Tratto da Qualenergia
La Danimarca sta pensando di chiudere con il carbone entro il 2025
.........La Danimarca sta pensando di chiudere con il carbone entro il 2025. Il paese scandinavo conta oggi sul carbone per circa il 20% della sua domanda di energia primaria e per il 35% del suo fabbisogno elettrico. Anche il governo tedesco, che rischia di sforare l'obiettivo 2020 sulle emissioni di gas serra per il recente aumento dell’import di questo combustibile fossile, vorrebbe spegnere centrali a carbone per 10 GW di potenza.
In questi giorni invece il presidente di Assocarboni, Andrea Clavarino, si lamentava che l’Italia stia diminuendo la produzione elettrica da carbone, oggi al 13% e che le importazioni di carbone da vapore siano scese dell’11% rispetto al 2013, attestandosi a 16 milioni di tonnellate.
Clavarino ritiene che la minaccia per il carbone sia dovuta a “una politica industriale ed energetica fortemente sbilanciata sul gas" e si appella affinché il governo “consideri prioritario il riequilibrio del mix energetico nazionale, portandolo a livelli più europei, dove il carbone ha un peso di circa il 30%, e valuti oggettivamente la convenienza di questa fonte”. Questo quanto ha affermato il presidente dell’associazione italiana degli operatori del carbone nel corso del Convegno ''Sistema elettrico nazionale: strategie per la competitività e lo sviluppo sostenibile'' del 27 marzo scorso.

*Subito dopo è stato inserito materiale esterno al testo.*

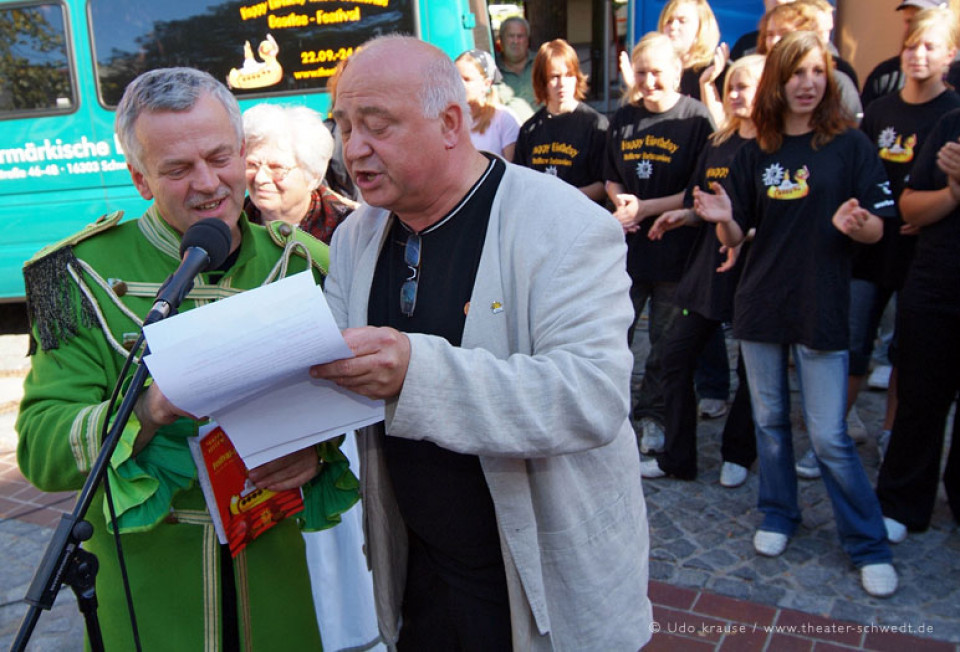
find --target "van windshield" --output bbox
[0,3,76,117]
[89,0,416,108]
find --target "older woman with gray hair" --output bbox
[243,104,357,244]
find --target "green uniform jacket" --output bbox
[17,207,357,650]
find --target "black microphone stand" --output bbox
[10,344,150,651]
[11,218,231,652]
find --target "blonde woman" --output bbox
[694,31,897,597]
[640,54,764,487]
[657,0,726,100]
[454,50,520,161]
[604,32,713,452]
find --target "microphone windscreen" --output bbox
[180,217,232,271]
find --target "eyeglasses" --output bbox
[247,158,296,181]
[400,233,420,317]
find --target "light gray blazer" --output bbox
[326,164,652,651]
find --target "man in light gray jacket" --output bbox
[312,36,652,651]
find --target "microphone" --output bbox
[143,217,231,326]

Inoltre, per il nostro paese Assocarboni suggerisce di "optare per meno gas, costoso e con significative implicazioni in termini di sicurezza degli approvvigionamenti, e più rinnovabili insieme al carbone anche sulla base dell’esperienza di altri Paesi, come Regno Unito, Germania, Spagna, Giappone e Turchia, che negli ultimi anni hanno tutti aumentato la quota di questa fonte nel loro mix energetico".

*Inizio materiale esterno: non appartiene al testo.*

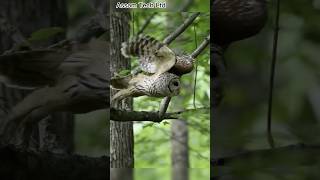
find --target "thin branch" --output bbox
[193,25,198,109]
[110,108,182,122]
[137,12,157,35]
[267,0,280,148]
[163,12,200,44]
[210,144,320,167]
[191,34,210,58]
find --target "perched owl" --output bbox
[111,35,194,101]
[111,72,180,102]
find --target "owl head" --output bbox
[169,55,195,76]
[154,46,175,59]
[150,72,180,97]
[168,78,180,96]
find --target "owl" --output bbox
[111,72,180,102]
[111,35,193,102]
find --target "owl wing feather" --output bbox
[121,35,176,74]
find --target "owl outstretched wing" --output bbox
[121,35,176,75]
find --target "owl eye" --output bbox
[154,51,163,57]
[172,81,179,86]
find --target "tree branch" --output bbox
[191,34,210,58]
[110,108,182,122]
[210,144,320,167]
[137,12,157,35]
[110,107,210,122]
[163,12,200,44]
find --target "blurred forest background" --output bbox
[212,0,320,180]
[119,12,210,180]
[129,0,210,12]
[67,0,105,157]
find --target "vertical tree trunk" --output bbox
[171,120,189,180]
[0,0,73,152]
[110,12,134,180]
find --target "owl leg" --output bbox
[159,96,171,119]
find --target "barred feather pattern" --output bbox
[121,35,173,73]
[112,72,180,102]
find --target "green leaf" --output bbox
[162,121,170,125]
[28,27,65,42]
[118,69,131,76]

Nella battaglia per “un posto al sole” nel mix energetico, farsi troppi nemici non sembrava la tattica migliore, quindi perché non metterci dentro “l’alleato fonti rinnovabili”? D’altra parte una spruzzatina di ecologismo può anche dare una maggiore credibilità sul fronte della battaglia per il “benessere generale”.
Secondo noi, al contrario, è proprio la crescita dell’uso mondiale del carbone per la produzione elettrica, che secondo Assocarboni è pari al 42% del totale, che andrebbe drasticamente tagliata per motivi climatici, viste le emissione di CO2 che genera, e anche per motivi locali a causa dell’elevato inquinamento da particolato, ossido di azoto e di zolfo.
Il carbone emette, “a bocca di centrale”, circa 850 grammi di CO2 per kWh generato contro, ad esempio, i 370 del gas naturale (dati Ispra). La combustione rilascia inoltre un insieme di sostanze dannose, come arsenico, cromo, cadmio, mercurio, su un’area molto ampia intorno alle centrali. I danni economici su agricoltura e salute dei cittadini possono essere molto ingenti, ma questi ‘costi esterni’ non vengono mai contabilizzati.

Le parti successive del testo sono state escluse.